I also know the area -- the hometown -- he writes about, in disguised fashion, in his freshman effort, “Sophomore Undercover.” I didn’t know, exactly, which town, until he copped to it; I suspected some place a little more due west, though I had the general “central California” part mostly figured out.
Which means, before I ever read the book, I already had opinions formed about Ben (funny guy, quick with an observation, and good company in a green room), and the neck of the woods (hills?) where the book is set.
Which also means, this is scarcely an unbiased review -- but then, really, are they ever?
“Sophomore Undercover” tells the tale of Dixie Nguyen, the 15 year-old adopted Vietnamese son of a local cop and his family, who, in the Roman-a-clef town of “Stilton,” California, comes across what he thinks is a meth/crank -pushing scheme among the hated school jocks, who are responsible for the routinely recurring humiliation Dixie endures.
Dixie, brandishing tips from a handbook written by Fresno State’s most renowned journalism prof, goes on the investigative trail in search of vindication, only to realize that everyone thinks he’s the one with the drug problem.
And somehow, he just can’t stammer his way out of the situation.
Along the way he encounters more sadistic jocks, overly touchy-feely teachers, sexy yet off-putting (yet sexy cause they’re off-putting) goth girls, and more. There’s even a pretty hilarious scene at a motorcycle bar.
In fact, there are hilarious scenes throughout. The book gets by on its constant stream of acidic observations about smalltown high school life, and as the author of “high ‘tween/early YA” books myself, I also enjoyed the fairly constant barrage of swearing -- perhaps it got me wondering if I’ve been too mild, all along?
The book has many of the same pleasures as “Porky’s,” and as long as we’re referencing teen films, there’s a finale that even calls up “Carrie” in some ways (but, you know, funnier) - -though since I have a few years on Ben, that’s more a reference from my adolescence than his.

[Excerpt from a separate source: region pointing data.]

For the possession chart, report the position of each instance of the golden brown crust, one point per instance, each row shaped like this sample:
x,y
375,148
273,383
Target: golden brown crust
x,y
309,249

In my work, I’ve been accused of overly-dense plotting. Indeed, one of the early rejections for the “Danger Boy” series was that the story machinations were “overwhelming.” Ben may be the opposite, in that there’s really only the merest suggestion of a plot to string along the observations and witticisms, though book is definitely full-up with incidents.
When he gets to his next yarn- no confirmation yet on whether than will in fact be another Dixie misadventure -- I’d love to see more of the workaday world of “Stilton” (or wherever) to balance out the incredibly strong “inner monologue” of the protagonist.
A paperback release, meanwhile, is promised for next spring. But that’s a whole school year away. One hopes Dixie can hang on that long.